Japan's relatively vibrant Virtual Console makes an import handheld a smart purchase.

This article first appeared on USgamer, a partner publication of VG247. Some content, such as this article, has been migrated to VG247 for posterity after USgamer's closure - but it has not been edited or further vetted by the VG247 team.

Boy, Nintendo's Virtual Console sure is a letdown, huh? All that promise, all that potential, and it just fizzled away. We never even got the Virtual Console version of Duck Hunt that Nintendo used to promote the Wii Remote back at E3 2006. What a rip.

But no, this isn't another tirade about Virtual Console's failings. Nintendo holds the keys to a truly magnificent archive of video games to help keep the medium's history alive, but they don't care to do much of value with them. The occasional victory (providing us with easy access to EarthBound for ten bucks instead of 300, for example) is eclipsed by all that the service could be, but isn't. So it goes, at least in the U.S. and Europe.

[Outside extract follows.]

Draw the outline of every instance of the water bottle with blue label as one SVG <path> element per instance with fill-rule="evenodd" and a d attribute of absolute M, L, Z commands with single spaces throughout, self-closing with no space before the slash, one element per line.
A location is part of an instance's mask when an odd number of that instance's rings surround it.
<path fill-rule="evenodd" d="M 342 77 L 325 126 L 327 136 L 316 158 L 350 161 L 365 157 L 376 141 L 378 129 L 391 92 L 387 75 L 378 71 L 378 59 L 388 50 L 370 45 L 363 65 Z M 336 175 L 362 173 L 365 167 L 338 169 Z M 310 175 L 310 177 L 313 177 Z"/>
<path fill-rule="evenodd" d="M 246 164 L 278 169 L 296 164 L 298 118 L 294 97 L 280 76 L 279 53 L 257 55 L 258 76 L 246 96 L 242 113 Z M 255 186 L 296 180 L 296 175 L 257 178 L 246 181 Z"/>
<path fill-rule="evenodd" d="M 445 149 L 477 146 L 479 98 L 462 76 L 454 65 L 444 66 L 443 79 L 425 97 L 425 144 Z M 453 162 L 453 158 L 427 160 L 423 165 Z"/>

Meanwhile, the Japanese version of service still isn't quite perfect, but it offers a much richer assortment of software than in the West. That's probably to be expected; most Western publishers don't care to deal with handheld systems, and in any case Virtual Console covers systems that hail from an era where very few Western publishers cared to deal with consoles. I think you might be surprised at the sheer disparity between the offerings between regions, though; the Japanese 3DS Virtual Console offers almost twice as many games as its American counterpart. And let's not even talk about poor Europe....

Atlantis No Nazo hates you, but at least it's honest about its intentions.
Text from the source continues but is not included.